Receptor protein PDB ID Binding energy (ΔG) with rutin (kcal/mol) Binding energy (ΔG) with CDDP(kcal/mol) Binding energy (ΔG) with a known inhibitor (kcal/mol)
Bcl-xL 2YXJ –3.27 –3.10 –10.88
c-FLIP 3H13 –3.17 –3.07 –6.00
GST 2A2R –4.58 –3.29 –6.65
GR 3DK8 –5.36 –2.83 –4.92

Table 1: Binding energies of rutin, CDDP and known inhibitor against docked target proteins

GST and GR are frequently over-expressed in different types of cancers[37,38]. It was noted that rutin binds to GST and GR with a binding energy of –4.58 kcal/mol and –5.36 kcal/mol, respectively (Table 1) which was comparable and closer to the binding energy obtained for CDDP and known inhibitor. Rutin interacted with GST and GR involving 8 and 5 hydrogen bonds, respectively as revealed by the ligplot analysis (Table 2). Methotrexate was reported to inhibit GST activity and a molecular docking study showed that methotrexate interacted with the active site of GST[39]. It has been reported that competitive or irreversible inhibition of GR leads to a decrease in GSH levels[40]. Therefore, the interactions of rutin with these enzymes (fig. 5) and observed binding energies (Tables 1 and 2) may suggest the strong binding affinity which may cause the inhibitory effect of rutin on these enzymes leading to an imbalance/decrease in GSH level and facilitating its anticancer activity in DL cells.

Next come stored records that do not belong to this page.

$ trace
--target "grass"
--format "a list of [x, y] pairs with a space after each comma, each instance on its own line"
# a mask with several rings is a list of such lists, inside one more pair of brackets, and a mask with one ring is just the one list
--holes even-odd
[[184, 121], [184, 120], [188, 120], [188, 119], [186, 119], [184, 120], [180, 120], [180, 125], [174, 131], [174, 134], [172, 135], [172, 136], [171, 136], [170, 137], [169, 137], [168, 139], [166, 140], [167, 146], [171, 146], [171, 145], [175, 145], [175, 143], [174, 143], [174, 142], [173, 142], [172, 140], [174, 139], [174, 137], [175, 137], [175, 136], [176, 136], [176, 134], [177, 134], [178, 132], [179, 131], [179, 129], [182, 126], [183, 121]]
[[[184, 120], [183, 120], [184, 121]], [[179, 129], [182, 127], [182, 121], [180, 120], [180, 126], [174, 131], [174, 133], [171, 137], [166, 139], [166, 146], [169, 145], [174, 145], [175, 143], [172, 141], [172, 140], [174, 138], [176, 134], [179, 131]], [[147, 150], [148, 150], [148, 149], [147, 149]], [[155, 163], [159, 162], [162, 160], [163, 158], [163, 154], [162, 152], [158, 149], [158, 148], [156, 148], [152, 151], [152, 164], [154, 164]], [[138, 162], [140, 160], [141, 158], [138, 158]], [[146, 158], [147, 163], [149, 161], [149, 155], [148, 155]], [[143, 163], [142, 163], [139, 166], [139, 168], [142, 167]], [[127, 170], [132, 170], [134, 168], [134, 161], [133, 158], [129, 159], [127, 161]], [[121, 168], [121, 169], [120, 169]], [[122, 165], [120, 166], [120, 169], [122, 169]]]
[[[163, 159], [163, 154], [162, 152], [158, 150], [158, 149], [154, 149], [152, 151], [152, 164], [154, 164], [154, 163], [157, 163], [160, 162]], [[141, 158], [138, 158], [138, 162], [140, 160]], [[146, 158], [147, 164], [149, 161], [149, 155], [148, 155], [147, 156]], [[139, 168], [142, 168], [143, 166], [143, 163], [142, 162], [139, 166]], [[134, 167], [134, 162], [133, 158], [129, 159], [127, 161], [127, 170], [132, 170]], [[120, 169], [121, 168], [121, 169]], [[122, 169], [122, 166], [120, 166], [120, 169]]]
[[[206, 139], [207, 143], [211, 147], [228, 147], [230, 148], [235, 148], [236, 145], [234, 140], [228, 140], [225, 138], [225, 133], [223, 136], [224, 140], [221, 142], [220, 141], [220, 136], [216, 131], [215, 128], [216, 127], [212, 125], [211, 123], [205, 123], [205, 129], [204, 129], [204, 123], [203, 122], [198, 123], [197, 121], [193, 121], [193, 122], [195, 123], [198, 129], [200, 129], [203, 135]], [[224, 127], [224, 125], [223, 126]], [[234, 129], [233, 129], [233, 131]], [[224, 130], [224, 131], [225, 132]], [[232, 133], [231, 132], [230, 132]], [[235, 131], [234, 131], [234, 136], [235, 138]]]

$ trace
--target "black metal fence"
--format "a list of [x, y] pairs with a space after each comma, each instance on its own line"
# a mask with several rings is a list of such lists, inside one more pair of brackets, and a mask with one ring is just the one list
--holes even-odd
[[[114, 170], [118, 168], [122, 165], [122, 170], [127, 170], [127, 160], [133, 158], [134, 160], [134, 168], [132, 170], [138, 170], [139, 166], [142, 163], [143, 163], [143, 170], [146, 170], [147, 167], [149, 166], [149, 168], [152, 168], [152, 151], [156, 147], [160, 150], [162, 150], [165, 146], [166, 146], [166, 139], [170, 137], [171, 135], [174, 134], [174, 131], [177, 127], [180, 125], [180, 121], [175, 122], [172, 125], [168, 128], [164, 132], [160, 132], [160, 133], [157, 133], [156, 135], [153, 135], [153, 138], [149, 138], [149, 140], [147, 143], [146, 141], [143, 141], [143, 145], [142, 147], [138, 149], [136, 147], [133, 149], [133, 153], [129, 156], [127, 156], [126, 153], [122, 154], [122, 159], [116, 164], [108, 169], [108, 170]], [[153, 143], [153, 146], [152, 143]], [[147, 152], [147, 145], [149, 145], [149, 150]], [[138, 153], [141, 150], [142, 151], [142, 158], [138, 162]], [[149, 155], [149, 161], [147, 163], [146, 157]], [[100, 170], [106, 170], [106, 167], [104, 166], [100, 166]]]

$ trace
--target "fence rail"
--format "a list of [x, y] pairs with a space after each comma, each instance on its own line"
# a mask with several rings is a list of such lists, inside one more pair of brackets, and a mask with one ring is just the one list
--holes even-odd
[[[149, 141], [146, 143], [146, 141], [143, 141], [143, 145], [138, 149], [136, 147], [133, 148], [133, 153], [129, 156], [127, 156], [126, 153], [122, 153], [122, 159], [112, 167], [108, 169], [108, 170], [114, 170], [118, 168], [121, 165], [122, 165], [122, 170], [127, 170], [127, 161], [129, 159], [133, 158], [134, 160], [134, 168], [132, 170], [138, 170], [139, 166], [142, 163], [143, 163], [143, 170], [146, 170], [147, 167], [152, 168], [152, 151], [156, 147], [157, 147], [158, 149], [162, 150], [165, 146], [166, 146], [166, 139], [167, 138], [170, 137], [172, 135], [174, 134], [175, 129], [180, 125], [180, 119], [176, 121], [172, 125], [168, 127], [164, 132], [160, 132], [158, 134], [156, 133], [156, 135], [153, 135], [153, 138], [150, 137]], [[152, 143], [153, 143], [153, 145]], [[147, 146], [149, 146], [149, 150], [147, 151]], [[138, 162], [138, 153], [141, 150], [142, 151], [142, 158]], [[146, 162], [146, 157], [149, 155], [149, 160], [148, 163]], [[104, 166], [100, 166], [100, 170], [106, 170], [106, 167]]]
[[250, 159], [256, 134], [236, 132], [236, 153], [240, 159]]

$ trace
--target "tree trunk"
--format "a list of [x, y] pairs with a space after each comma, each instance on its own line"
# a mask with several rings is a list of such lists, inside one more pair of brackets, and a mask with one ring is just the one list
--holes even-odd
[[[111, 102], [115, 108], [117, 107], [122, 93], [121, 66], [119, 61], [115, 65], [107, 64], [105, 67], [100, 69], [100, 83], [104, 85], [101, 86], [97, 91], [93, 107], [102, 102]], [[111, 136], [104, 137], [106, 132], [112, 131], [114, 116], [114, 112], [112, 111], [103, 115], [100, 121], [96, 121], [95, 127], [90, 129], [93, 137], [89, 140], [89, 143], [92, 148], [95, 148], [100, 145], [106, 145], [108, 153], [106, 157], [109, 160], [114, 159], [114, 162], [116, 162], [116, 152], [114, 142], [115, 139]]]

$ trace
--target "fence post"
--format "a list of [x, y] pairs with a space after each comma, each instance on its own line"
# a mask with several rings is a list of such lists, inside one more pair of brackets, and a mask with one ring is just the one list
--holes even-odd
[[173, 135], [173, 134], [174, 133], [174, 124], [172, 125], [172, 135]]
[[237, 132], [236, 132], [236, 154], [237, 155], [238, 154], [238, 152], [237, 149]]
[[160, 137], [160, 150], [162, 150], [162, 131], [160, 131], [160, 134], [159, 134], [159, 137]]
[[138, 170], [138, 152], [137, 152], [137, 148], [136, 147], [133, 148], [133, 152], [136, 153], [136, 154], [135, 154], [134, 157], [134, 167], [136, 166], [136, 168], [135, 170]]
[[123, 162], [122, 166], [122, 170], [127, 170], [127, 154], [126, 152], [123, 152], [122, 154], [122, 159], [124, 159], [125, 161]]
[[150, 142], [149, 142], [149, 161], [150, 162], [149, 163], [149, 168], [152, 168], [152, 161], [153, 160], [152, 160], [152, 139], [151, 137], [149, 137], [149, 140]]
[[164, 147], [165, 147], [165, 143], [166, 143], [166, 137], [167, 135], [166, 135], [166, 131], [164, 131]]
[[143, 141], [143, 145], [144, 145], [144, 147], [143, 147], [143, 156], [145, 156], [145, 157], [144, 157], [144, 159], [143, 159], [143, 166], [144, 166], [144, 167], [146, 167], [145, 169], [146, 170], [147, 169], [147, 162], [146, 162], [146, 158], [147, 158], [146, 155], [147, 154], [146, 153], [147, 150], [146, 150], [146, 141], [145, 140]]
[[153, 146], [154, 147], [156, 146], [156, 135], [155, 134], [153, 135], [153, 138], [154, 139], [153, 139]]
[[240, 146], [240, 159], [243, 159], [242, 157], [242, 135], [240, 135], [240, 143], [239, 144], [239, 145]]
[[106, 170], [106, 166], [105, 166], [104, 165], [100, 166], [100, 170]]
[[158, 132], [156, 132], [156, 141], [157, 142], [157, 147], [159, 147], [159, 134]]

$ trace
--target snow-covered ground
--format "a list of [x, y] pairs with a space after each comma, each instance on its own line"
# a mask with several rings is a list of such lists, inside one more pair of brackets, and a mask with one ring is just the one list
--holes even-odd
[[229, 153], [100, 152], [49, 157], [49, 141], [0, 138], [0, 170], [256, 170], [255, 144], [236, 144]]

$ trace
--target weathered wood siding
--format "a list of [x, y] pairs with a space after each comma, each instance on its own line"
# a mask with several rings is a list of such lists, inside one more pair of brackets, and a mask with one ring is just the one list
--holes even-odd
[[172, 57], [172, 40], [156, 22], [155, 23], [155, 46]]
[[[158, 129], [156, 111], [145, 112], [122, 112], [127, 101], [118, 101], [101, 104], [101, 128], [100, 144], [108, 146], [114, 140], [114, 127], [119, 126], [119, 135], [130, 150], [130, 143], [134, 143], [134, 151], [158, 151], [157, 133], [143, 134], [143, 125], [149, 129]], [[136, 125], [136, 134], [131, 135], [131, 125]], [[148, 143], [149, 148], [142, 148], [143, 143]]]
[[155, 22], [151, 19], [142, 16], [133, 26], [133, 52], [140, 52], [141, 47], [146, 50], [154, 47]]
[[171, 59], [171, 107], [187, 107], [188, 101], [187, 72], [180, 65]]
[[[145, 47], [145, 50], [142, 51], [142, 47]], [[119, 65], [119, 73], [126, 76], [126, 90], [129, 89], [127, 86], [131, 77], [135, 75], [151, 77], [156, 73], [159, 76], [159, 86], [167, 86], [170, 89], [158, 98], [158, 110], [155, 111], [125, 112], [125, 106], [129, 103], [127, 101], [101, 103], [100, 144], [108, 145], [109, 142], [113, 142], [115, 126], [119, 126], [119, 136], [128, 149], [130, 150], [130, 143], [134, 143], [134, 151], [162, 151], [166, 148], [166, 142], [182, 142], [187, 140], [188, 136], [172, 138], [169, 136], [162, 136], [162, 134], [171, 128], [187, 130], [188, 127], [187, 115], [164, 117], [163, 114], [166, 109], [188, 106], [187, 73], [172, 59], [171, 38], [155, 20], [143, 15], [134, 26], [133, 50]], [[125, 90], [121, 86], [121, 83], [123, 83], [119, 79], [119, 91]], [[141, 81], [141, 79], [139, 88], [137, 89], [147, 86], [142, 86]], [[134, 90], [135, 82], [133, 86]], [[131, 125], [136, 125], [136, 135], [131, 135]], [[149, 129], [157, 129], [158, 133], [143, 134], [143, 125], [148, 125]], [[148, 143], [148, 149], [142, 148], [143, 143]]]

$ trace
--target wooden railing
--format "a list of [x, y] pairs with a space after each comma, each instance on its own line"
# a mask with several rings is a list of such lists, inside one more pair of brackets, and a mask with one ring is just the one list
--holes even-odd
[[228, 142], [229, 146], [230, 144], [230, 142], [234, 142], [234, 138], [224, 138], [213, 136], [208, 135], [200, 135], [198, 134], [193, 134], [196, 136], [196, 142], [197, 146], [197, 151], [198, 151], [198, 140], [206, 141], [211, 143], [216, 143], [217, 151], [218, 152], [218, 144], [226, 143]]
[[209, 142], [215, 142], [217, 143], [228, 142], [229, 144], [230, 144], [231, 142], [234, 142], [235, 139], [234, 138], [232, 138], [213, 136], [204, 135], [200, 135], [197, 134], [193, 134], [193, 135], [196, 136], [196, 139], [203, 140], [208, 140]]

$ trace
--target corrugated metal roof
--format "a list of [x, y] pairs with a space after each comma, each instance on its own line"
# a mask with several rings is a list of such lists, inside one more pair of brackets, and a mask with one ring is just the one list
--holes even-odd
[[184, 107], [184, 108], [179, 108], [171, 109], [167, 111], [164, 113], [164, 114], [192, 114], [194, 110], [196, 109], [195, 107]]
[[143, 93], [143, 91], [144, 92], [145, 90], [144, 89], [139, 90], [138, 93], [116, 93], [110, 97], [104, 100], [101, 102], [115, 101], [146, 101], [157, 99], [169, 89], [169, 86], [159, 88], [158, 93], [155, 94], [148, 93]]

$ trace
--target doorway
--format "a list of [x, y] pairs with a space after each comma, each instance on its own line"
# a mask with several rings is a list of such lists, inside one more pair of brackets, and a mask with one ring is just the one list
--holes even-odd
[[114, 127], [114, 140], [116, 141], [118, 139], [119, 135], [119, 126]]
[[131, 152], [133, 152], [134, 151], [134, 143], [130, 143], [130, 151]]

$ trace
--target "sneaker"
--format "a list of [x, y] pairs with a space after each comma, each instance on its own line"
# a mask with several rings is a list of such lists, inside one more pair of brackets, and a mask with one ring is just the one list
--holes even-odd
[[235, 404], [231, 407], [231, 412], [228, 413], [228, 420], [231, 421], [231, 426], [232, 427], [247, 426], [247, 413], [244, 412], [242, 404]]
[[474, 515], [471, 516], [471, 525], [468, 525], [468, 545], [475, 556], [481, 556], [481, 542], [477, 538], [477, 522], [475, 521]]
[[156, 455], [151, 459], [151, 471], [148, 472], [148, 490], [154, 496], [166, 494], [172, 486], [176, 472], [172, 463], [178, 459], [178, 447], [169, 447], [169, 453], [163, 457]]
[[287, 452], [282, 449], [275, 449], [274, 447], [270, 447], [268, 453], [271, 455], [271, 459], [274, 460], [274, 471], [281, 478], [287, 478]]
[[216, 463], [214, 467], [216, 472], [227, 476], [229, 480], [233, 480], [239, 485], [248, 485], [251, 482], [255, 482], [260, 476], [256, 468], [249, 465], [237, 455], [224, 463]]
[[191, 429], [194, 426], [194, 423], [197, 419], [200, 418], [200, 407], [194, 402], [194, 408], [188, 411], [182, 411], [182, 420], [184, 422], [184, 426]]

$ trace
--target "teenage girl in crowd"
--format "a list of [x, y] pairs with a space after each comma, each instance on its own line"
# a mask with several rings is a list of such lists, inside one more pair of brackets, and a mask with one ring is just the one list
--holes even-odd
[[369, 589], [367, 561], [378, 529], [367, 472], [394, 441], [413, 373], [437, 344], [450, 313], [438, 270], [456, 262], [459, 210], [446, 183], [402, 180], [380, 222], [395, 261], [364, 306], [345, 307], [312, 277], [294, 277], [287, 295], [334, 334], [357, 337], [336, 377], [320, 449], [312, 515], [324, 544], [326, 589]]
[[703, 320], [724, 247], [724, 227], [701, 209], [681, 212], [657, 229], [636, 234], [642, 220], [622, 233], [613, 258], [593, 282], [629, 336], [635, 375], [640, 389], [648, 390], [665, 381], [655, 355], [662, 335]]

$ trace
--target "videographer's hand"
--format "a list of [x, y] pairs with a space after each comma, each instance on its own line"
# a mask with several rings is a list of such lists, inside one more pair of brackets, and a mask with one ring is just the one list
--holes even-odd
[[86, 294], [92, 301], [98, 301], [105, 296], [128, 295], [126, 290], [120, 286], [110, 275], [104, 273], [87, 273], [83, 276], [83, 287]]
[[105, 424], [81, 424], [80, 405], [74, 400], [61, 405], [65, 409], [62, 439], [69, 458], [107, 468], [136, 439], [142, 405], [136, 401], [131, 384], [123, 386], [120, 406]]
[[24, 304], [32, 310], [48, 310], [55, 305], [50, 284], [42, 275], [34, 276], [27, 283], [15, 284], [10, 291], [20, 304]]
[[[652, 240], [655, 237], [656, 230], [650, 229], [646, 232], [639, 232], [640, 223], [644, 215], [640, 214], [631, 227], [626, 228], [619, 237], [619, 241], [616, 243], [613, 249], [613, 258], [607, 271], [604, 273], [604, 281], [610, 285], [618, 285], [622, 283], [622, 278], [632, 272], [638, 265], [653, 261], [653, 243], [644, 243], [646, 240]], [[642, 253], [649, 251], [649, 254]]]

Receptor protein PDB ID Binding energy (ΔG) [kcal/mol] Residues mediated by hydrogen bonds Residues mediated by hydrophobic non-bonded contacts Final inter-molecular energy (kcal/mol) No. of H-bond
Bcl-xL 2YXJ –3.27 Asn128, Phe131, Gln160, Val161 and Ser164 Arg132, Asp133, Gly134, Val135, Leu162 and Val163 –8.04 9
c-FLIP 3H13 –3.17 Gln319, Ser320, Tyr322, His328, and Gly330 Gly317, Ser318, Ser329, Pro332, and His334 –7.95 8
GST 2A2R –4.58 Tyr7, Trp38, Lys44, Leu52,and Tyr108 Phe8, Val10, Arg13, Pro53,and Ile104 –9.35 8
GR 3DK8 –5.36 His82, Tyr85, and Tyr407 His75, Phe78, Asp81, and Phe87 –10.14 5

Table 2: Molecular interactions of rutin with BCL-xL, c-FLIP, GST and GR

The findings revealed that rutin induced apoptosis and decreased antioxidant ability (GSH level) in DL cells. Molecular interactions of rutin with antiapoptotic proteins, Bcl-xL, c-FLIP, and glutathione-related enzymes, GST and GR showed substantial binding energy comparable to that of CDDP and a specific inhibitor, which might indicate the potency of inhibition of these proteins/enzymes. This inhibitory potential could be involved in increasing apoptosis along with a decrease in GSH in DL cells and in the anticancer activity of rutin.


The authors gratefully acknowledge Department of Zoology and Department of Biotechnology and Bioinformatics, North Eastern Hill University, Shillong for providing the required facilities essential for the completion of the present studies.

Conflict of interest:

The authors declare no conflict of interest.